As the galleon rolled out onto the wastes of Hacasta, the master of that galleon watched from the prow as smaller vehicles emerged from the Archway too, swarming around the galleon like greedy fish following a great whale, hoping to feed on any scraps it left behind.
Huron Blackheart looked out across t
he wastes, his solitary organic eye unblinking, staring out into the relentless cold.
He emerged out of seclusion not to give a speech to his army as they drove out to conquer a new world, nor to give any specific orders. He simply stood silently, observing, as if he could see whatever distant objective he sought, whole worlds away.
One final day passed.
Lord Dumas Cheng felt some sense of personal contentment now that he had returned to the Gatehouse on Ressial with Pranix’s forces at his back. To walk the corridors that so many system governors had before him, to look out from the Gatehouse’s windows to see Space Wolves, Adeptus Astartes no less, marching past.
With these Space Wolves and the inquisitor at his side, surely Ressial would be secure? And from the secure base of Ressial they would take back his Hollow Worlds from the traitors before any even set foot on the throne world. The Hollow Worlds would endure, as they had for so many millennia. Yes, they would.
Cheng found the inquisitor in his war room. Pranix was staring at his charts, but his eyes were unfocused, as if he were looking at something other than the view.
‘Inquisitor Pranix?’ asked Cheng.
‘It’s not enough,’ said Pranix, not looking at Cheng as he spoke.
‘I’m sorry, lord inquisitor?’ asked Cheng. ‘What is insufficient?’
‘Information,’ said Pranix. ‘The supply of intelligence is running dry. I know that the enemy have consolidated their forces – I suspect they’re on the move, but…’

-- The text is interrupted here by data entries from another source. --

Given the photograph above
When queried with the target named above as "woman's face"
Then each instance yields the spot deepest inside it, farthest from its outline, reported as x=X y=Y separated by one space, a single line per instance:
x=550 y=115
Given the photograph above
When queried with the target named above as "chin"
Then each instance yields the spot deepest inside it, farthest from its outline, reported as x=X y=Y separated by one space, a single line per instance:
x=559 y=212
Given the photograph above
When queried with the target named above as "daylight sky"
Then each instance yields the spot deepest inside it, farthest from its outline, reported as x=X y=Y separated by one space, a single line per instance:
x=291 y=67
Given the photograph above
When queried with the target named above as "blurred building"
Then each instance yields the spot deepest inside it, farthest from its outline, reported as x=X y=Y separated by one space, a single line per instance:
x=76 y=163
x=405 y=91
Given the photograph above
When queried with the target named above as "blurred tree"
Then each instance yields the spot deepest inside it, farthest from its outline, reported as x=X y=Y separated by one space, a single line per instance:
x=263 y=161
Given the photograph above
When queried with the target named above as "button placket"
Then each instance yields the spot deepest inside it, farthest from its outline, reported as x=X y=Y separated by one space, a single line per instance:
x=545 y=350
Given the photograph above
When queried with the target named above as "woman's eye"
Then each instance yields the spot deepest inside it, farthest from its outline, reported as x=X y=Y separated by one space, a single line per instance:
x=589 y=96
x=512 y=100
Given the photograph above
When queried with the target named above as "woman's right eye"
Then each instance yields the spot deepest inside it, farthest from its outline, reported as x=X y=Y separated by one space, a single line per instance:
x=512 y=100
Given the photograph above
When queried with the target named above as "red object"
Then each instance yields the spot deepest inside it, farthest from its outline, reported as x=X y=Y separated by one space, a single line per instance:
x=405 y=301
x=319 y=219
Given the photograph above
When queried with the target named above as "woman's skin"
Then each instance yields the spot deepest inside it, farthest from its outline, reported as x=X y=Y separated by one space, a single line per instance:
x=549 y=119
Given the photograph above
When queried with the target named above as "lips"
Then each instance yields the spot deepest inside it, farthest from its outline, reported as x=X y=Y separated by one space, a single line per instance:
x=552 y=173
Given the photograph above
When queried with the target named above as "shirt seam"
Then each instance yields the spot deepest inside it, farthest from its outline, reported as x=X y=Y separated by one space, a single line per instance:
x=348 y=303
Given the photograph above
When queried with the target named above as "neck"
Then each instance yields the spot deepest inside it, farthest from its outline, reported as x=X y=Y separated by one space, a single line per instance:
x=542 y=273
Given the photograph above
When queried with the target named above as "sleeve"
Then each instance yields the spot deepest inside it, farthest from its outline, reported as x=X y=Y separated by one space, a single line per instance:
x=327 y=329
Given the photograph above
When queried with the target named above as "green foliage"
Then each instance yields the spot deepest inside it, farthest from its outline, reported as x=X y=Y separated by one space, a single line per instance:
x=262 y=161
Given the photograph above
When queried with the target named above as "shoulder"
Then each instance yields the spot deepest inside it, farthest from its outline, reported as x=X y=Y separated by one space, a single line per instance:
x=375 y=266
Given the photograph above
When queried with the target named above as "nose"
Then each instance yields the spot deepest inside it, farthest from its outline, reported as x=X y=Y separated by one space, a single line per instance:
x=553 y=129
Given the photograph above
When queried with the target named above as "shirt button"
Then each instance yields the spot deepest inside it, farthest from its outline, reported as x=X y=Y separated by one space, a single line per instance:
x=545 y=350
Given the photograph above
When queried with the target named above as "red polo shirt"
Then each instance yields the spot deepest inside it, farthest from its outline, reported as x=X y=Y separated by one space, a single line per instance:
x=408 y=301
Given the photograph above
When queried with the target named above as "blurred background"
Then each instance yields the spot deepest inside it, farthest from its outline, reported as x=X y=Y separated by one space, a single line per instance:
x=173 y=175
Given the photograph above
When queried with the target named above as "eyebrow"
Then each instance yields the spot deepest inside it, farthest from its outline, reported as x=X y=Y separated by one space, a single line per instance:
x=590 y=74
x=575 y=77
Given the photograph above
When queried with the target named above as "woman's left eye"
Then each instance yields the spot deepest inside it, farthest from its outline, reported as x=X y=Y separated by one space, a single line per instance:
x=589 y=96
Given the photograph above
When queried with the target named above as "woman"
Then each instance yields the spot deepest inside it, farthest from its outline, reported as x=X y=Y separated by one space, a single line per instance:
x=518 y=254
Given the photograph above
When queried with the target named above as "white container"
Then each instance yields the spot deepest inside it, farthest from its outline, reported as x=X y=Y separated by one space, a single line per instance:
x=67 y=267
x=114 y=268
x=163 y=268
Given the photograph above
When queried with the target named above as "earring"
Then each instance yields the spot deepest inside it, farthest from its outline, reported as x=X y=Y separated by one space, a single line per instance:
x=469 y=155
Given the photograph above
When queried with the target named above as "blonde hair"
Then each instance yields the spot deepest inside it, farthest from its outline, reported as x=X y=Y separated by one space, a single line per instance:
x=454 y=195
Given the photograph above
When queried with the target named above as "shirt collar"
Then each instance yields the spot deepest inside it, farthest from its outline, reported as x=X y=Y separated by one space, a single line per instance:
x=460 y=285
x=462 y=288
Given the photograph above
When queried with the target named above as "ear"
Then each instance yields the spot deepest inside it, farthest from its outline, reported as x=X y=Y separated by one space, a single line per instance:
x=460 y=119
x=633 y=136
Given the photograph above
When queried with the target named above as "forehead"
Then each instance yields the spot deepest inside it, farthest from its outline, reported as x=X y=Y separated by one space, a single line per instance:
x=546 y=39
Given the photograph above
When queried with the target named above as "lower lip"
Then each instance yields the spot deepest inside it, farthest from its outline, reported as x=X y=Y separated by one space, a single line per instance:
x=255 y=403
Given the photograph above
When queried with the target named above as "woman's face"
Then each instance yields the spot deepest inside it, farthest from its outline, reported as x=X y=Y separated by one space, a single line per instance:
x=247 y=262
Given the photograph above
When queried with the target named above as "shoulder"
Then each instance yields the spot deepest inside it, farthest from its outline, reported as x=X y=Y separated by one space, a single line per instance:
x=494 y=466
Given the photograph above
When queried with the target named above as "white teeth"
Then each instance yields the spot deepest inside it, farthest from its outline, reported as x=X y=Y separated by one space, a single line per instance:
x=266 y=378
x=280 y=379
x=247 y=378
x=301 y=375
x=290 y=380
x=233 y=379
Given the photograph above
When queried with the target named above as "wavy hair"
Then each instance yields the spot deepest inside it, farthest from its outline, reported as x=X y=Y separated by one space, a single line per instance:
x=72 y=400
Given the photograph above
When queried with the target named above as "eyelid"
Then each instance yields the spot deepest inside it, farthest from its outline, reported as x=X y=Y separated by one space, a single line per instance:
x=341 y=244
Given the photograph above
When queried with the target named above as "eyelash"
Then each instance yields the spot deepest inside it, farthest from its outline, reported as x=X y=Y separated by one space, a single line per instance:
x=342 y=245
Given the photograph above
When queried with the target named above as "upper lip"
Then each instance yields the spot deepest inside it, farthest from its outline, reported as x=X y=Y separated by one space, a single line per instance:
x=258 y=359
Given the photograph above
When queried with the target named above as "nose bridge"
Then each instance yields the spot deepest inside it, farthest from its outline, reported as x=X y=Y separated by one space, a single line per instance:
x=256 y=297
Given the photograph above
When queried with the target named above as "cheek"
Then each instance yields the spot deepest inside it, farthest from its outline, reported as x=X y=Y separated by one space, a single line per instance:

He let the sentence trail off, waving his hand in a jerky, frustrated gesture, as if trying to pull the answer from himself and cast it into the room.
‘The corvids must have been spotted and destroyed,’ said Cheng. ‘It was to be expected. We still have scouts on the ground and other channels, albeit slower ones. Once the Space Wolves have made contact, they will doubtless report back with more accurate intelligence.’